Brian: I didn’t purchase a Brian yet. In fact my wallet is a little bit thin, but I do hear that they are 79.99 at Walmart. Look I don’t know who Heather Kappes’ boyfriend Brian is, hell I barely have a grasp on who Heather is…but her boyfriend looks like the nicest fucking guy I’ve ever seen. Seriously, I’ve never seen someone that I have to go out with (with a penis I presume) more than this guy. He makes me feel all better about myself. Shit! It’s not even possible for this guy to make me feel so happy. His smile is like leaking LSD or something. I’m definitely not going to switch hit, but I have this feeling that Brian is going to take Perseo’s place as my non-celebrity man-crush. If I could smile like him, I wouldn’t pay for anything. How the hell does anyone charge him for anything??? Do you think if he strolls into the Empire Diner at 4 am, that someone is gonna whack him with a bill for 24.99? Please!! He’s that warm and friendly looking. I’m all about the Brian. Of course, now that I see he scored a Heather, I kinda want a Heather too. I mean what kind of girl gets a Brian? She’s gotta be made of diamonds or something. Now I’m all over her if things don’t work out with Brian. And If I ended up sleeping with her, I would politely ask her to call me Brian. Of course, I would never root for someone to lose a relationship with Brian. I wish them luck.

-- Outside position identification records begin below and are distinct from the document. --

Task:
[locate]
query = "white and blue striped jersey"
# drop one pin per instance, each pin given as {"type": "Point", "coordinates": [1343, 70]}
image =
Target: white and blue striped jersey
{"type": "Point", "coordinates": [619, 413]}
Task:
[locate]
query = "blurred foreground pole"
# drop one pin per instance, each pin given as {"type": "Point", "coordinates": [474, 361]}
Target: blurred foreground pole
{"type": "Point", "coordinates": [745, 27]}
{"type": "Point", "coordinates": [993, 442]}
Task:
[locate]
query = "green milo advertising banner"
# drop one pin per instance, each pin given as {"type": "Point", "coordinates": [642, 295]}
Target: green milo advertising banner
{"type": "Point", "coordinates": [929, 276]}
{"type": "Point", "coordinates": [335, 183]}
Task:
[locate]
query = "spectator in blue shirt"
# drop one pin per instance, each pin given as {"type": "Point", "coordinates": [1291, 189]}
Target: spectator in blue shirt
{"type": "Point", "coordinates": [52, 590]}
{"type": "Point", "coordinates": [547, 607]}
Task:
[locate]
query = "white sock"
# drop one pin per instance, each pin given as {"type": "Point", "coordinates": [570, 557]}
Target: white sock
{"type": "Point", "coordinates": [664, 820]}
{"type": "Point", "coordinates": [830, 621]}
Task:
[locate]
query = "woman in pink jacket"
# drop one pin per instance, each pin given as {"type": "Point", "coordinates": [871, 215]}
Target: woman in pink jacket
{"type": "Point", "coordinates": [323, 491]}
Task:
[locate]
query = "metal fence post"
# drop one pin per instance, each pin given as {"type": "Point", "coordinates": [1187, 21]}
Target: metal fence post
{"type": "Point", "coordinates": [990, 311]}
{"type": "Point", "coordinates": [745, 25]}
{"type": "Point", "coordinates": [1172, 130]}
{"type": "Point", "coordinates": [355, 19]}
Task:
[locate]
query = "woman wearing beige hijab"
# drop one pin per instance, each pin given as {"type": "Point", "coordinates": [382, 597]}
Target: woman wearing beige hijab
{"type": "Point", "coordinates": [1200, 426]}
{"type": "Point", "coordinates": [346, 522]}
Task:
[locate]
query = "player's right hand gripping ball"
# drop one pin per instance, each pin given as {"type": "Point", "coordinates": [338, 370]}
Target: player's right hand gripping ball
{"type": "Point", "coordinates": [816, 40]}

Sorry Perseo, I’ve found another. But I do hope that Jessica finds her ring.
I’m done plugging products, even though I didn’t plug anything. Don’t spend your money on shit. Like why would I get obsessed with vinyl LP’s again? Who gives a fuck if they are warmer? I’ve been jamming to a low-grade iPod music selection for 3 years plus. I need a drink, if I was only allowed to.
Now commence the gay comments about my Brian crush. But be aware, Shmere promised to punch you in the face if you screw with me. So there.
Blah, blah, this one sucked butt-hair.